Abstract

Introduction High-frequency EEG oscillations ( ≈ 600 Hz; HFO) evoked by median nerve stimulation and recorded above the human somatosensory cortex are non-invasive correlates of cortical population spikes. Recently, it was shown that spatiotemporal filtering and multivariate classification enables single-trial HFO detection using 29-channel low-impedance ( Ω ) low-noise EEG in an electromagnetically shielded recording chamber. It is an open question, whether this can be achieved in a realistic clinical setting. Methods With a custom-built CE-certified low-noise EEG amplifier, median nerve SEPs were recorded in 10 healthy subjects using 8 electrodes (impedances ≈ 1 k Ω ) in a standard unshielded hospital environment. After band-pass filtering (500–900 Hz), a subset of the trials (N = 2000) was used to train the two-step single-trial HFO detector, which is composed of spatiotemporal filter optimization and nonlinear classification.
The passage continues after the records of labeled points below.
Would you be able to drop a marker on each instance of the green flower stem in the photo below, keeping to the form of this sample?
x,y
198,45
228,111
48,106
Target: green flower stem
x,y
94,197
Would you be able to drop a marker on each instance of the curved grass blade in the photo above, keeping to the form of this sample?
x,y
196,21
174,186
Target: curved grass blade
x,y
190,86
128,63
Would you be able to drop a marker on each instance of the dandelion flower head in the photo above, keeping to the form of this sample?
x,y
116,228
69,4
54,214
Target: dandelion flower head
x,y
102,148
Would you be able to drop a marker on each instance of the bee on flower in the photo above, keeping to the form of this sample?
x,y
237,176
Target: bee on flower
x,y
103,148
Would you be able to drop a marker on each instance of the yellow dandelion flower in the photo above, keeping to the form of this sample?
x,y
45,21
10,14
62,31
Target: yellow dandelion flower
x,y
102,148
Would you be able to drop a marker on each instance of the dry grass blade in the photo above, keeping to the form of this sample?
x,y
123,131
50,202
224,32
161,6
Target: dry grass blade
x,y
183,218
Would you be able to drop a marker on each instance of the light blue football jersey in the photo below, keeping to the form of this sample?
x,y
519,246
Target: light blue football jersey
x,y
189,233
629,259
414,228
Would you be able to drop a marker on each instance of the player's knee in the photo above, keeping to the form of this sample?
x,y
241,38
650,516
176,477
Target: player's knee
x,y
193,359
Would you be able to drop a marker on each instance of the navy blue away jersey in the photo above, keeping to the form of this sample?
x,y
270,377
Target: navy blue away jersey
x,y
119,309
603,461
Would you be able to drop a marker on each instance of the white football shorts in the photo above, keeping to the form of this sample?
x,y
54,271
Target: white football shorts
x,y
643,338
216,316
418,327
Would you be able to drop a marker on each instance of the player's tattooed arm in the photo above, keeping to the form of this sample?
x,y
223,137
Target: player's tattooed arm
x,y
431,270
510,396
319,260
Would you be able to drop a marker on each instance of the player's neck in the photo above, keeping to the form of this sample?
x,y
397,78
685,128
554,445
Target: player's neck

The performance of the algorithm was assessed using an independent set of additional trials (N = 5200). Results In the present group of 10 subjects, on average the algorithm detected evoked HFOs in 64.9% of the single trials in the correct latency window (around ≈ 20 ms) with a positive predictive value (PPV) of 61.9%. Notably, in several subjects with a higher signal-plus-noise-to-noise ratio (SNNR), detection rate (DR) and PPV were above 80% (peak values: SNNR = 2.0, DR = 95.2%, PPV = 98.5%). Conclusions A non-invasive single-trial detection of human population spike responses in somatosensory evoked potentials can be achieved also in a realistic unshielded clinical setting. The increase in sensitivity brought about by combined hardware and algorithmic improvements enables the analysis of single-trial variability and might be extended also to pathological components, such as the non-invasive detection of epileptic neocortical high-frequency oscillations.